Below are examples of a range of different projects for which screening questions should be completed. This list is not exhaustive, should you be unsure as to whether your programme, project, process or system requires the completion of the screening questions, contact the IG team (ig@hee.nhs.uk) for advice.

  • Replacement of an existing personal data system by new packaged software, with consequential changes to business processes and perhaps data storage.

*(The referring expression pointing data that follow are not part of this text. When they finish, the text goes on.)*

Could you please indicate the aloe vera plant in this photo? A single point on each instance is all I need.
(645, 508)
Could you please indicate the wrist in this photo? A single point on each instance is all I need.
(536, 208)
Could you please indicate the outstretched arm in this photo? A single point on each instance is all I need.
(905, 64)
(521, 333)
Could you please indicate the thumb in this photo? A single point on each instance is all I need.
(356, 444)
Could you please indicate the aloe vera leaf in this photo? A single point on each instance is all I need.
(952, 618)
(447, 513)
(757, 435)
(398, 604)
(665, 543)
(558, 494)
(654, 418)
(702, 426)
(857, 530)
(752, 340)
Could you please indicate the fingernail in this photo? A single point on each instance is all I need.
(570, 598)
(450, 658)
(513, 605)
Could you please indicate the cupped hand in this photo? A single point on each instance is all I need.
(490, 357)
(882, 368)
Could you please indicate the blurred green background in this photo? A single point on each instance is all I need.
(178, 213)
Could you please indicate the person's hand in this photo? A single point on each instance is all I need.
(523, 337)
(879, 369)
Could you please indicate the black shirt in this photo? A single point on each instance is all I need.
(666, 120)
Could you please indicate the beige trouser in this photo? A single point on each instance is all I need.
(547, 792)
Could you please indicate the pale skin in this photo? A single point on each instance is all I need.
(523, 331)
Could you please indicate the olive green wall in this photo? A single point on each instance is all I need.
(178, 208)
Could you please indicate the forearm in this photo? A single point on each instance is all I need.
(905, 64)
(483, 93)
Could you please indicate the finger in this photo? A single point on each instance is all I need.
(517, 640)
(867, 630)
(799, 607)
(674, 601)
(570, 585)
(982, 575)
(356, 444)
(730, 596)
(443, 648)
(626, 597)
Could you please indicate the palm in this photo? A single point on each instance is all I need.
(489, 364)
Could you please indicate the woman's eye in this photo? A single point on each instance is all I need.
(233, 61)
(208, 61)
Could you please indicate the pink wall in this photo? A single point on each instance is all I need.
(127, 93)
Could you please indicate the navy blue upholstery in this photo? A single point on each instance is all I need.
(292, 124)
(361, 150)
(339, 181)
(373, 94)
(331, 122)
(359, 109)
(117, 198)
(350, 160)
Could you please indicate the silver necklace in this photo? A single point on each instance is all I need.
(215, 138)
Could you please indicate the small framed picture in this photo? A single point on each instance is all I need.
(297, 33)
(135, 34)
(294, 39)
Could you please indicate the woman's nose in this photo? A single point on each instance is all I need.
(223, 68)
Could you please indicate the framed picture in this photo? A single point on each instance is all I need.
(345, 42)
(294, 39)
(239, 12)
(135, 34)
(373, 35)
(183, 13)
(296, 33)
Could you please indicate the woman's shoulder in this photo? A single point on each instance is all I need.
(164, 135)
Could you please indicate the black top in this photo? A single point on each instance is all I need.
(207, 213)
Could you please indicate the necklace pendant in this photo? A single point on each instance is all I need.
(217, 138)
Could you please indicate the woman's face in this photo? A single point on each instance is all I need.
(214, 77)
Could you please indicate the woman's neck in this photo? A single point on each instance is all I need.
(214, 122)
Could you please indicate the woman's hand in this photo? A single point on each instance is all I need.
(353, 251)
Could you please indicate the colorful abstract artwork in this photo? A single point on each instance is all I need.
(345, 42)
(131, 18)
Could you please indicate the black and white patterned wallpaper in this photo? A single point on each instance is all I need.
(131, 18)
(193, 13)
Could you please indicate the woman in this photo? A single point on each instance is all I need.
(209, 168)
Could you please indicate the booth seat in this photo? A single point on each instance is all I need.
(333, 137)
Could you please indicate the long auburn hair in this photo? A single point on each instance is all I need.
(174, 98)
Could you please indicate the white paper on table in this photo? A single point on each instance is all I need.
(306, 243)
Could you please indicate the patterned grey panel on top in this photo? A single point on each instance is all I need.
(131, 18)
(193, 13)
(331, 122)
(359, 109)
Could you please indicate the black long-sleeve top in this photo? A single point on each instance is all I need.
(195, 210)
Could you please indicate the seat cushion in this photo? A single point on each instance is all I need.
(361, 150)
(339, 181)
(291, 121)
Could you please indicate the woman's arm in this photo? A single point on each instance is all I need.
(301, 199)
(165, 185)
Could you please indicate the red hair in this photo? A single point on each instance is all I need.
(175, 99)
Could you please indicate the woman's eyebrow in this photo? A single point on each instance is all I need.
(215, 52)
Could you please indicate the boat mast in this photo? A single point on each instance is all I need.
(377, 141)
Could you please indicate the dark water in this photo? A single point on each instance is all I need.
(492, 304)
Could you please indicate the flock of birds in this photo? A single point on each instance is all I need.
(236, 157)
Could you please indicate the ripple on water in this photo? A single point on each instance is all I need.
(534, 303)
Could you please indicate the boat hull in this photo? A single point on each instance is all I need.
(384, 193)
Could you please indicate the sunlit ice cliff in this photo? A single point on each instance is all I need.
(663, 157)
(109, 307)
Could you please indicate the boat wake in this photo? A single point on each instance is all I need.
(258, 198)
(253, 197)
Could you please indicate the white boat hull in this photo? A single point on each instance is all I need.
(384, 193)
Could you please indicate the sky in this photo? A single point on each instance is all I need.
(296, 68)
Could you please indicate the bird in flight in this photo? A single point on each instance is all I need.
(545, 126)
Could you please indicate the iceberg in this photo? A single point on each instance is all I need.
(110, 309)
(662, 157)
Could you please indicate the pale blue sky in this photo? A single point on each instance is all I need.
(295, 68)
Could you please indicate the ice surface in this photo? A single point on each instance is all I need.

  • Design and development of a new personal data system that will only contain data about people who have given their consent.
  • Enhancements to an existing system to collect, store and use several additional items of personal data.
  • A proposal to collect items of personal data from a new source, e.g. to reduce the costs incurred by the organisation or the inconvenience to the individuals concerned, or to enable cross-checking against data provided by the data subject.
  • A proposal to share personal and or special category information with another organisation
  • Revisions to instructions for members of staff relating to the disclosure of personal data.
  • Adaptations to an existing system to reflect new legislation, codes or industry standards.
  • The drafting of legislative amendments authorising the collection, use or disclosure of personal data (particularly where a specific project authorised by the amended legislation will be subject to a DPIA).
  • The application of a new technology to an existing purpose (e.g., replacement of bar-code or magnetic-stripe technology with a contact-based chip containing the same data).
  • Drafting of new procedures for customer authentication, e.g., to reflect new knowledge about ‘identity theft’ or respond to media coverage of it.
  • The re-design of web-forms for capture of personal data from customers, including the explanations provided, and the circumstances in which data-items are declared to be mandatory or optional.
  • Plans to outsource business processes involving personal data, or the storage and processing of personal data.
  • The application of existing personal data to a new purpose.
  •  Changes to retention policies relating to personal data.
  • Policy statements concerning the usage of employer-provided facilities by members of staff such as telephones, mobile phones, desktops, portables, and broadband and wireless ISP subscriptions.
  • Review of the means whereby customers / clients express their requests, consents and denials regarding the disclosure of their data from the records of a clinical professional.
  • The design of a pseudonymous scheme for customer survey data.
  • Amendments to the organisation’s privacy policy statement.